A alinhar com esta inflação verdadeiramente obscena, acresce a superinflação da palavra, dos “catedráticos da bola”, com cujas avalanches verbais os nossos canais rebentam pelas costuras… Por outro lado, não deixa de ser notória a “caça” precoce aos jovens, desde tenra idade, criando neles parcas apetências e falsas expectativas num futuro que não ultrapassa a mediania, senão mesmo o vazio cultural. Permitam-me um desabafo: ainda não percebi qual o cabimento pedagógico de transportar menores pela mão para dentro de um “caldeirão”, de todo desaconselhável, onde os esgares descontrolados são a mais vergonhosa cartilha para uma criança!
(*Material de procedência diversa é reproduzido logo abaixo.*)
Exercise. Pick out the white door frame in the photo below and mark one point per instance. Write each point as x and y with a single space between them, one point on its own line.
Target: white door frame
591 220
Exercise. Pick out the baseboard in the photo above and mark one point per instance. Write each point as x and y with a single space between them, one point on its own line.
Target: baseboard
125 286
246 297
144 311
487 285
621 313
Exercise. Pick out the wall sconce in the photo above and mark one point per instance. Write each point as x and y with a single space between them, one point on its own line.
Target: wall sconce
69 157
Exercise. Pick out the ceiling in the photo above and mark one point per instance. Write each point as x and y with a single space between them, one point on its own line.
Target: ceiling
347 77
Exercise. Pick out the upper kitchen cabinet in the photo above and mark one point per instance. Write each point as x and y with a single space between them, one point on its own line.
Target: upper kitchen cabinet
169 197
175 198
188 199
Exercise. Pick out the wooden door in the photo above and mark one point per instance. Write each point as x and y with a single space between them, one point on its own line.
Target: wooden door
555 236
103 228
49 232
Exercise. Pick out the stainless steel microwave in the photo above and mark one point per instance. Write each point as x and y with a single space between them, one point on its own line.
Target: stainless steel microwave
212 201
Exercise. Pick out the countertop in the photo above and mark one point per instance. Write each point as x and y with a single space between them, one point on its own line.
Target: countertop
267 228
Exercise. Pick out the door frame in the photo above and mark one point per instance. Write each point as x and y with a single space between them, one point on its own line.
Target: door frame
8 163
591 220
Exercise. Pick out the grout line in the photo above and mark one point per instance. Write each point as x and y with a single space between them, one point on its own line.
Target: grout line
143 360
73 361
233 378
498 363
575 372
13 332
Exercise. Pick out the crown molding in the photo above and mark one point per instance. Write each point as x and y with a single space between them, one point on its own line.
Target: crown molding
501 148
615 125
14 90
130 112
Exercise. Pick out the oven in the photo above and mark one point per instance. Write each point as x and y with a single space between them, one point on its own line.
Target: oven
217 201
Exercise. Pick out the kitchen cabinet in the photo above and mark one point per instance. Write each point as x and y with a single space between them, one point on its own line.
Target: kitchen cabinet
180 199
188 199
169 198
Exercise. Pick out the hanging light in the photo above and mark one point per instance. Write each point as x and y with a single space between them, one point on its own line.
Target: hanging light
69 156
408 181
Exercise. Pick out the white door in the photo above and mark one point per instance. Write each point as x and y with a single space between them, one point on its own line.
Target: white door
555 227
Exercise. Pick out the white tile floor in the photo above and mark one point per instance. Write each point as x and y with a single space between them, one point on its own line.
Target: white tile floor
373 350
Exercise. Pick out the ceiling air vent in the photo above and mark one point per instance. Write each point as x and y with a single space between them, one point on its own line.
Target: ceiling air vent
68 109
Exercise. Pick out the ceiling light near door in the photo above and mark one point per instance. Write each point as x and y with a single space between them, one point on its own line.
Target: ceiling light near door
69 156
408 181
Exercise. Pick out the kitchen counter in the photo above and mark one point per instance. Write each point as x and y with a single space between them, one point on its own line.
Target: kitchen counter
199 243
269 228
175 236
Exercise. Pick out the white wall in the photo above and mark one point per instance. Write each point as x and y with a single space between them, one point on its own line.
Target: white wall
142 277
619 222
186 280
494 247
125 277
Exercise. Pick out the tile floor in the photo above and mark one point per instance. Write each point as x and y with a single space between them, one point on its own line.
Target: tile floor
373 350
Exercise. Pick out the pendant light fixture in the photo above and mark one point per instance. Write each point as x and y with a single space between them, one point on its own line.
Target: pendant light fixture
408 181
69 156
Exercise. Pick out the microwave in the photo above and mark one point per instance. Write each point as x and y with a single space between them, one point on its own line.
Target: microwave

Não pretendo moralizar nem muito menos dogmatizar sobre o gigantesco fenómeno do desporto-rei. Acompanho apenas o olhar atento dos autênticos observadores dos futuros estádios, isto é, dos novos caminhos que o futebol abrirá no mundo de amanhã. Algo será diferente. O batente que o ‘Covid-19’ estourou na barra dos nossos rectângulos desportivos e em quase todos os quadrantes sociais servirá para queimar a gordorosa e rançosa imundície de que andam vestidos certos figurinos e certas estruturas do nosso futebol. As próprias novas catedrais – os estádios são as novas catedrais da cidade – e os seus monstros sagrados cairão de velhos e gastos se não tentarem rejuvenescer numa outra mundividência do desporto. 
Faço minhas ( e outro objectivo não tenho senão transmiti-las) as judiciosas palavras do Prof. Francisco Sobral: “Toda a actividade desportiva deverá ser equilibrante, estruturante e socializante”. E completo-as com a veemente denúncia de um outro Mestre do Desporto, Manuel Sérgio, acerca dos desvios do mundo em que se movimentava: “Este nosso mundo tecnocrático que rejeita áreas fundamentais e que, ao lado dos “Spitz” e dos “Pelés”, mantém milhões de subalimentados”!
Será desta - pergunto eu - ou teremos nós de esperar por mais uma enorme penalidade do ‘Covid” para darmos outra volta ao mundo do desporto, o futebol inclusive?